Teaching a robot or agent to perform difficult tasks often involves learning complex policies, that are essentially black boxes. This makes it difficult for humans, including robot designers, to interpret what high-level features these policies reason about and how they make decisions.

Making it easier to understand and interpret policies would enable researchers and end-users to better predict how the policy will generalize well to novel states, not seen in training. This understanding is necessary for researchers to determine whether to deploy a policy and assists them in debugging it, if necessary. It also enables end-users to decide whether to trust the robot.

Building understanding of black-box policies is thus a pressing open problem. We propose exposing observers to what the policy has learned, by showing examples of how it behaves in a variety of situations. A naive approach is to show the human how the robot acts in every possible state, but this is time-consuming, and infeasible for high-dimensional state spaces.

Our insight is that not all states are important.
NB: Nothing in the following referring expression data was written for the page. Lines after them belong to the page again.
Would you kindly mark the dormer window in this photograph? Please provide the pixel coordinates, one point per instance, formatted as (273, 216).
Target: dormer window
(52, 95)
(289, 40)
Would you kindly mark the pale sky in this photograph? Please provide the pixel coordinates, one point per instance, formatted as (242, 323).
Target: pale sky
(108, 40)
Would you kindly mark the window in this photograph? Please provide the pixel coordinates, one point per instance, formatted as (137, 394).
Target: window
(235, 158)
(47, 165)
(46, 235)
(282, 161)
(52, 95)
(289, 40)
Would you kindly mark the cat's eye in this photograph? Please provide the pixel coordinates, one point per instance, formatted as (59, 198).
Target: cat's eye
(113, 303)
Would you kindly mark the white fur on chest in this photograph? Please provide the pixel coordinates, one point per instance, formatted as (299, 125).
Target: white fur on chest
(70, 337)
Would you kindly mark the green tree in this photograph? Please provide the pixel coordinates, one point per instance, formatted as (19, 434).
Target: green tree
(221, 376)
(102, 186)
In other words, there are many states in which the outcome of the task is similar, regardless of which action the robot takes locally. But then there are a few states—critical states—where it really matters which action the robot takes. If the robot were to show us how it acts in these critical states, we would gain a better appreciation of the policy, and, if we agree with these actions, we would be more willing to deploy the robot.

We arrive at this insight by taking an algorithmic teaching [1] approach: the learner (a researcher or end-user) has an estimate of the robot’s policy, which she updates based on examples from the robot. The teacher (the robot) strives to provide examples that increase the person’s estimate of its performance. Our preliminary work suggests that the optimal teaching strategy is to show diverse critical states of the robot’s policy.